Dazu werden jetzt eine Flutmulde und vier flache Tümpel – sogenannte Blänken – geschaffen. In die Flutmulde wird der Lamborn-Bachlauf mit Hilfe einer Wehranlage umgeleitet und nach rund 800 Metern neuem Verlauf an die Ohm angebunden. „Die Blänken werden als flache Mulden bis zu einer Tiefe von 40 Zentimetern unter Geländeoberkante ausgeführt und sich bei feuchter Witterung mit Wasser füllen“, teilte DEGES mit.
Um den Boden zu schonen, wurden vorab Stahlplatten verlegt, über die die Baufahrzeuge die Erde abfahren. Vermutlich bis Anfang Oktober werden die Bauarbeiten abgeschlossen sein. Genug Zeit für Interessierte, sich die Arbeiten aus nächste Nähe anzuschauen.
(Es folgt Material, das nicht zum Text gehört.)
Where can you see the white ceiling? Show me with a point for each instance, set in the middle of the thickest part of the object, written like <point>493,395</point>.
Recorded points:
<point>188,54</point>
Diese sind das Ergebnis eines intensiven Abstimmungsverfahrens unter Beteiligung der Oberen und der Unteren Naturschutzbehörde und von interessierten Naturschutzverbänden.
Für die Beweidung des Areals am Bekassinenloch sind Wasserbüffel vorgesehen. Mit diesen mächtigen Tieren hat man schon an anderer Stelle unterhalb von Amöneburg gute Erfahrungen gemacht.